Requiring all coaches to follow the same playbook for interventions has other benefits:
Intervention coaching helps an organization put sufficient team-level coaches in place to make the transition to agile at scale at a pace that’s right for the company’s goals and needs. In the early stages of rolling out agile at scale, it’s especially important for coaches to work as a collective so they can coach to the playbook while actively improving it.
To adopt this approach, an organization may need to rework its existing agile-coaching function. That means reassessing which skills coaches need, what their career paths might be, and how their performance will be measured. It could entail a workforce planning review to determine whether there is sufficient in-house talent to implement a new coaching model or if, for a period, the organization needs to supplement existing internal coaching with external contractors.
To get the full value from the approach, organizations may need to make the following three complementary changes:
Adjust how coaches are deployed and managed. A new approach to coaching may require creating or reorienting other aspects of agile operations, including the organization’s agile impact center, sometimes referred to as the agile center of excellence or agile accelerator. Organizations may also need to rework how they recruit and train coaches, as well as coaching-related performance management, incentives, and budgets.
Launch an executive-coaching program. When an organization undertakes a significant agile transformation, leaders have to commit to working in new ways, including working with agile coaches. Since leaders have to adopt new behaviors to do that, we recommend launching an executive-coaching program. Such a program can be led by an agile-savvy leadership coaching specialist and the agile coaching pack. Getting leaders on board early in the process sets the tone for lower-level leaders. It can also ward off potential negative behaviors at the top that could doom agile at scale from the start.
Don’t make agile coaching a side project. To ensure that the transformation is across the business, an organization should avoid piloting agile coaching—and agile in general—as a side project or in a single department such as IT. It doesn’t work. At its core, agile is a set of principles for establishing teams that make change happen and to improve operations through behavioral change. Those methods are flexible enough to apply to a range of situations throughout the business. Pilots could target strategic operations or book of work, led by the most experienced agile coaches and staffed with a cross section of personnel from a variety of previously siloed departments. Dedicate a sizeable enough investment to getting a new agile coaching approach off the ground.

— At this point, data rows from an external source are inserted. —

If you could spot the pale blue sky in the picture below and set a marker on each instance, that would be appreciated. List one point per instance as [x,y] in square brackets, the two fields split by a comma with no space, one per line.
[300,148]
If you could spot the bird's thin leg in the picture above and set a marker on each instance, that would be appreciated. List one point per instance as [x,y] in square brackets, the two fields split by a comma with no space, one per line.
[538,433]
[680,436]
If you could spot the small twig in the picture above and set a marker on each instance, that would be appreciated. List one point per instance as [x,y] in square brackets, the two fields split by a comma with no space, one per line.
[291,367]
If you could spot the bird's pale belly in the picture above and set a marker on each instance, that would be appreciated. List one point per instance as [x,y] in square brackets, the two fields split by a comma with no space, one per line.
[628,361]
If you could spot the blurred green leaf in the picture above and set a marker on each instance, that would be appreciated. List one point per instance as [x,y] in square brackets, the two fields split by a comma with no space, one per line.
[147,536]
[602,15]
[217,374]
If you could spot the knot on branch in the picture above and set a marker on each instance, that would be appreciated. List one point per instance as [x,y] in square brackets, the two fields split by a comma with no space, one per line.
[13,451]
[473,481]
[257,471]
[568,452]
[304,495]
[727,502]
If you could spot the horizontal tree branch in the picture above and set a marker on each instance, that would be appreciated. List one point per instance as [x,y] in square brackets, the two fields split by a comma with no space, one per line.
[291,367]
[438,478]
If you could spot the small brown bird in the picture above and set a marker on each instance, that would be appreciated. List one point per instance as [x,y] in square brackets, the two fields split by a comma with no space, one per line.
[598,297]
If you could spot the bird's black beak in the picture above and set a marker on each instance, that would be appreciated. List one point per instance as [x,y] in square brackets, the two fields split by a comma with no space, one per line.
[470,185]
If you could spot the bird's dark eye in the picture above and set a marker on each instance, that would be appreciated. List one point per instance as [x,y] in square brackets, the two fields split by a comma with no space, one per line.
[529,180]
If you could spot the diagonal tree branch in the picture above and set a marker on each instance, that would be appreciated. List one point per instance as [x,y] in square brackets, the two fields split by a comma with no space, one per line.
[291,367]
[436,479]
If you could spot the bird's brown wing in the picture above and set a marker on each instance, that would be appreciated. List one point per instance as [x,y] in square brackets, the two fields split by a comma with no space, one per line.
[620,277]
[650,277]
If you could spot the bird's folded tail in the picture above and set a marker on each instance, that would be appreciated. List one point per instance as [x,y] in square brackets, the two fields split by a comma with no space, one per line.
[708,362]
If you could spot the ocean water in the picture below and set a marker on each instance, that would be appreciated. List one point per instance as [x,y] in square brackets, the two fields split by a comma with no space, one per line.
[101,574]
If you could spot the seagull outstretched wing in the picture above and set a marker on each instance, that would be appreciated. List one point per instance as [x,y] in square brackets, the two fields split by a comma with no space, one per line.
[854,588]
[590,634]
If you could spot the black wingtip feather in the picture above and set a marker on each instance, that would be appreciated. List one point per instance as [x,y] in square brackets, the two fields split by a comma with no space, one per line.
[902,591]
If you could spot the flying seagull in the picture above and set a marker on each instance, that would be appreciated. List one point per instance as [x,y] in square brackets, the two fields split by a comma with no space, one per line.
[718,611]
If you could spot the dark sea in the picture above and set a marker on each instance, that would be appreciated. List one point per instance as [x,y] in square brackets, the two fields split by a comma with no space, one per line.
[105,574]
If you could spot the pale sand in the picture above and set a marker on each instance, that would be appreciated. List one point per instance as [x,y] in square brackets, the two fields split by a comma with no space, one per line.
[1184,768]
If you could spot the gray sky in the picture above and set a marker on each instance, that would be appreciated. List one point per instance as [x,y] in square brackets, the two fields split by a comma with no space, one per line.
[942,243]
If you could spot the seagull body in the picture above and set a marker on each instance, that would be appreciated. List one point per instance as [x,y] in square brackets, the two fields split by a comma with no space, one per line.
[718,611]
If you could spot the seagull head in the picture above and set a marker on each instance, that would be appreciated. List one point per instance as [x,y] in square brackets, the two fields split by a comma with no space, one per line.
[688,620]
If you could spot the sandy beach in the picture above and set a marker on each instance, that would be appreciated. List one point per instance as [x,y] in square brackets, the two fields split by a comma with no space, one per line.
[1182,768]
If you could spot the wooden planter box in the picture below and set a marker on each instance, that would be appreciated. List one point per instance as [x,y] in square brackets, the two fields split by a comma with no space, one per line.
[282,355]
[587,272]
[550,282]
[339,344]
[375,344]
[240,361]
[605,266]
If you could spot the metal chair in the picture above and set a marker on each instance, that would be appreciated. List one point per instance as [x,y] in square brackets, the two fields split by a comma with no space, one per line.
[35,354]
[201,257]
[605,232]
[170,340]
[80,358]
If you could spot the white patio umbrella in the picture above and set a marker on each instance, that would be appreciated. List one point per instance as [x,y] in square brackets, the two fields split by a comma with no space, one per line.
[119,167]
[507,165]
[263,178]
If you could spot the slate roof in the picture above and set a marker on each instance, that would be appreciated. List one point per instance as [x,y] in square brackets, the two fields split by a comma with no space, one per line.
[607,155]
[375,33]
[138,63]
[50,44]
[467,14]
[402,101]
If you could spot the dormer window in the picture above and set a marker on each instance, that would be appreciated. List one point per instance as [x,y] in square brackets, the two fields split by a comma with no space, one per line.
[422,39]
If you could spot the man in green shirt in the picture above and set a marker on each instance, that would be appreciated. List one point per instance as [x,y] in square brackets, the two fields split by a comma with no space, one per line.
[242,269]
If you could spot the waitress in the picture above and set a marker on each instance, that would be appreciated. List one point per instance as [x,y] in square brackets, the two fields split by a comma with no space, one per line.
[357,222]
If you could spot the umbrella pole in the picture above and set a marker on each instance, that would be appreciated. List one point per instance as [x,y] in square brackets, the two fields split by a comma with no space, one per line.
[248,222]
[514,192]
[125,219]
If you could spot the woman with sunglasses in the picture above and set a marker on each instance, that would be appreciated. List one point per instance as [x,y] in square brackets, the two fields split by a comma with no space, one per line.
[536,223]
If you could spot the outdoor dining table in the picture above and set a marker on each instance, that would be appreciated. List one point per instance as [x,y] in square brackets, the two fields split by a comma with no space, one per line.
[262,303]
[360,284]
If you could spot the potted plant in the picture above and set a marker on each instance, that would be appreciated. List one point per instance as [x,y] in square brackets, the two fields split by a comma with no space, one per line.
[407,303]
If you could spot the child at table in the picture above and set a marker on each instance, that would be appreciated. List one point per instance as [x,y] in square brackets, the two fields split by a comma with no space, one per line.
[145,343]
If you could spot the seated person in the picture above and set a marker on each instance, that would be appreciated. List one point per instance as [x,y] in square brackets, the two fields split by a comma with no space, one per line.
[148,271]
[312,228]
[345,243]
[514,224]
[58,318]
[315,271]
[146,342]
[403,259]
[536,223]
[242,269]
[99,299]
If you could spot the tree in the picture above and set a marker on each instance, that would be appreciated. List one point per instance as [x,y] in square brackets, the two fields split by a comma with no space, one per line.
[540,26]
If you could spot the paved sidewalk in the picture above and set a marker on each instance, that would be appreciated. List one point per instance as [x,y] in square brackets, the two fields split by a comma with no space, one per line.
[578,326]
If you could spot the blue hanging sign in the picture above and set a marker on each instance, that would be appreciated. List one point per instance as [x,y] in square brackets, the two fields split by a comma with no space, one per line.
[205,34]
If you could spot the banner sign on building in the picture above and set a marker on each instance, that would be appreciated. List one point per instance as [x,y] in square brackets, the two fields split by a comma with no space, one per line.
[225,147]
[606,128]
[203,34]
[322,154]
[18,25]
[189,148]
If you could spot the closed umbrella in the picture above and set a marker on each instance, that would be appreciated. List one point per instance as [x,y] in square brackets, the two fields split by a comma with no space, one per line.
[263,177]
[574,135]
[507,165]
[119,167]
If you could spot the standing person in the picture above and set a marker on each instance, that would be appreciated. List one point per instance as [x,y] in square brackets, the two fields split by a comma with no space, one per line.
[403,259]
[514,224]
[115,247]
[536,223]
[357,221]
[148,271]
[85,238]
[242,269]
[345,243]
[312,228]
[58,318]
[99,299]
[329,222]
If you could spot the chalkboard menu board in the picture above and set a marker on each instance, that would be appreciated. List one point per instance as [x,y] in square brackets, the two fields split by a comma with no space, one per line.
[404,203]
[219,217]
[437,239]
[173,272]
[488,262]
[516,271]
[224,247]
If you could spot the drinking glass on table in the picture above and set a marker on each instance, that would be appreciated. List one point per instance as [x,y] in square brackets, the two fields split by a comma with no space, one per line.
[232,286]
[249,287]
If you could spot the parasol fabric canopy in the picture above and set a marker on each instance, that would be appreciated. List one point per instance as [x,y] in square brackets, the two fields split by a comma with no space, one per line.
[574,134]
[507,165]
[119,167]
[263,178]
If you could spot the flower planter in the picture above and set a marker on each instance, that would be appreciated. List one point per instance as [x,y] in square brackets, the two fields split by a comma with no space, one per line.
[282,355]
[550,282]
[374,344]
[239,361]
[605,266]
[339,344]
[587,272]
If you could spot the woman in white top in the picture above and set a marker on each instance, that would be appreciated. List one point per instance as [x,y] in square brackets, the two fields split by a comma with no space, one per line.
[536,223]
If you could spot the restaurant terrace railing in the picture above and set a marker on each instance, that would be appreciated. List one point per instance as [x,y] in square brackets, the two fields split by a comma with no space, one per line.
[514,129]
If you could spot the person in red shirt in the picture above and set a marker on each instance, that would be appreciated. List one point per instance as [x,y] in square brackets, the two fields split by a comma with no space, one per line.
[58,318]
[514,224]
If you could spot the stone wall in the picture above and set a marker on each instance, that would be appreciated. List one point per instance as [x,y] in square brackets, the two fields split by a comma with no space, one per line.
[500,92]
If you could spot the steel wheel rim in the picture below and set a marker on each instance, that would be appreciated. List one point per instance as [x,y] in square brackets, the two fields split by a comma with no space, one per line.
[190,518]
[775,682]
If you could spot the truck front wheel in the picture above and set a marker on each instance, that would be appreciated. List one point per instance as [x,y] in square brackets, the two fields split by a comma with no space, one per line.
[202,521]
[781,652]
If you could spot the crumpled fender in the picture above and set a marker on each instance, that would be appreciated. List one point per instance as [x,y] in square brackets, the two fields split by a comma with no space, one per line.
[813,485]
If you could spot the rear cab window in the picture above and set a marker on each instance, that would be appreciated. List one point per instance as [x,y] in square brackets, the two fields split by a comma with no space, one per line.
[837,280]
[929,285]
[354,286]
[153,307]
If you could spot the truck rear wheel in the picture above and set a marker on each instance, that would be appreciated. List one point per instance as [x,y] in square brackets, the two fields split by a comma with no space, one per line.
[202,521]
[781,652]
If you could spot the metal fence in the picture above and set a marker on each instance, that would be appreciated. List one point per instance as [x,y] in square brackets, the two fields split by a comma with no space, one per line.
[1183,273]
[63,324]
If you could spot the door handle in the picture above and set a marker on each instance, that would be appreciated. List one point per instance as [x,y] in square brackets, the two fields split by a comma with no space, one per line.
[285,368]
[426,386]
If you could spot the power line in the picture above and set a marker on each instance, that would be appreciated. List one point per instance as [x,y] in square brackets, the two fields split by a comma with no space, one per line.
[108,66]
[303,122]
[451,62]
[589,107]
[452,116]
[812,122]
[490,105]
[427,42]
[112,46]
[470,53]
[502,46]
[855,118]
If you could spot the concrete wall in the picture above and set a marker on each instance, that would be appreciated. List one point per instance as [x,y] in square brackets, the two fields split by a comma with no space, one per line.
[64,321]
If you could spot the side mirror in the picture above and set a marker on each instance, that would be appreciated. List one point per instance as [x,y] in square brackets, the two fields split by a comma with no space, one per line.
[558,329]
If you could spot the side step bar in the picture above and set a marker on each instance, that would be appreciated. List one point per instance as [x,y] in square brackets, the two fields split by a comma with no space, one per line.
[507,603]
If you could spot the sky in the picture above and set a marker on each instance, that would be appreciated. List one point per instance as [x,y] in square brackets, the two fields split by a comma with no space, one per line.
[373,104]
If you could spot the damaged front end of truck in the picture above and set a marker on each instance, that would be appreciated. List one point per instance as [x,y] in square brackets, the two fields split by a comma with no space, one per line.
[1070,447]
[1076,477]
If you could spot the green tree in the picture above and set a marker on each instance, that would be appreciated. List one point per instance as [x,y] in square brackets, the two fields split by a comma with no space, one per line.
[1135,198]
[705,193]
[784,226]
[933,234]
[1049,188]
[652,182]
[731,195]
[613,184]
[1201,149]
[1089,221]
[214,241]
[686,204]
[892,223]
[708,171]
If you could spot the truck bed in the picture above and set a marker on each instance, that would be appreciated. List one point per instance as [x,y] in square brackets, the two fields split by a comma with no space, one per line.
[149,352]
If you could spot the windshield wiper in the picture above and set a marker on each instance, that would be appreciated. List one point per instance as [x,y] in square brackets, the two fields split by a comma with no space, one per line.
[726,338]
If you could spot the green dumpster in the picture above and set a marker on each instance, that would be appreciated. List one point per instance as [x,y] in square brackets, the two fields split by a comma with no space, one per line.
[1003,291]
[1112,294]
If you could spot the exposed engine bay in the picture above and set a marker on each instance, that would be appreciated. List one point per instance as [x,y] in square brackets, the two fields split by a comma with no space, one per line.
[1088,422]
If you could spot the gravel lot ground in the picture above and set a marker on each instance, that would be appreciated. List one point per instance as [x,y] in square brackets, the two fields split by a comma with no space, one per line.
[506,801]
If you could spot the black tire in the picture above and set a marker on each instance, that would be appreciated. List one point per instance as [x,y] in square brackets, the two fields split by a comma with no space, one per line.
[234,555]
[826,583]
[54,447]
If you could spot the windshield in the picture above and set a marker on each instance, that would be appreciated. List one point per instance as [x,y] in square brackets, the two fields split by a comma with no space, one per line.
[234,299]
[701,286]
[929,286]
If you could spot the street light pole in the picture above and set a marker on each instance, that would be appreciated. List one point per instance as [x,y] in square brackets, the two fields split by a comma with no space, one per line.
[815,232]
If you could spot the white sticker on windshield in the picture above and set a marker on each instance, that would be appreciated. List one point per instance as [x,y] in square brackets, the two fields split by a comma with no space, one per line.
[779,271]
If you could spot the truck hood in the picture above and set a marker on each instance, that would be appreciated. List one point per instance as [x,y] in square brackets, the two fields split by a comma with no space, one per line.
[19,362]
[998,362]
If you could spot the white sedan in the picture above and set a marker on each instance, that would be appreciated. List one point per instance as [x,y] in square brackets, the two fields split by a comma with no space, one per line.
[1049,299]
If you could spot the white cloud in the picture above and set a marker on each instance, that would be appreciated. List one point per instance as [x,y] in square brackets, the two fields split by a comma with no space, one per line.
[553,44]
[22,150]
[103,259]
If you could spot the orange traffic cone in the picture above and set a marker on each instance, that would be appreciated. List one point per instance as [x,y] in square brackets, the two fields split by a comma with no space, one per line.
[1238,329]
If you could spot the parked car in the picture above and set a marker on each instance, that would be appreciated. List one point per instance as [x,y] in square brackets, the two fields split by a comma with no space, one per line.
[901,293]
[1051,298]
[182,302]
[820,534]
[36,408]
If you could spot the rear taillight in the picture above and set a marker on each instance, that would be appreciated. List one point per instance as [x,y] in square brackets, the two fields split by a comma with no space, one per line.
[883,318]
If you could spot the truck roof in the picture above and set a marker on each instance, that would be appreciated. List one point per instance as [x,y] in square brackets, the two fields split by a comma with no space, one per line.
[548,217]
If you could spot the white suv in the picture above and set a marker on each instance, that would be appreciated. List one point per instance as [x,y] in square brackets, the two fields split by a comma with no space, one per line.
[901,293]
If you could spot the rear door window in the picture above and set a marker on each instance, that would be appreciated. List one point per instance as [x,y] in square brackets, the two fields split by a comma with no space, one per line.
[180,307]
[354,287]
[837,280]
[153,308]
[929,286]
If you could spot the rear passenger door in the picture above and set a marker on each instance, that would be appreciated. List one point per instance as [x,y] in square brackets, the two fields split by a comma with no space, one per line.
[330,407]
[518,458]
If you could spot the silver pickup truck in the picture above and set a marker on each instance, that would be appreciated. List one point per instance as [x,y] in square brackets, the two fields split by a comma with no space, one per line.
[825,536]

The transition to agile represents a fundamental change to an organization’s operating model. One of the chief differences between implementing agile at scale and other operating-model changes is the need to change culture and behaviors. Effective agile coaching can make the change more effective and scale faster. Adopting the operations approach of coaching as an investment, community, and intervention transforms agile from a scaling problem to a powerful agent of change.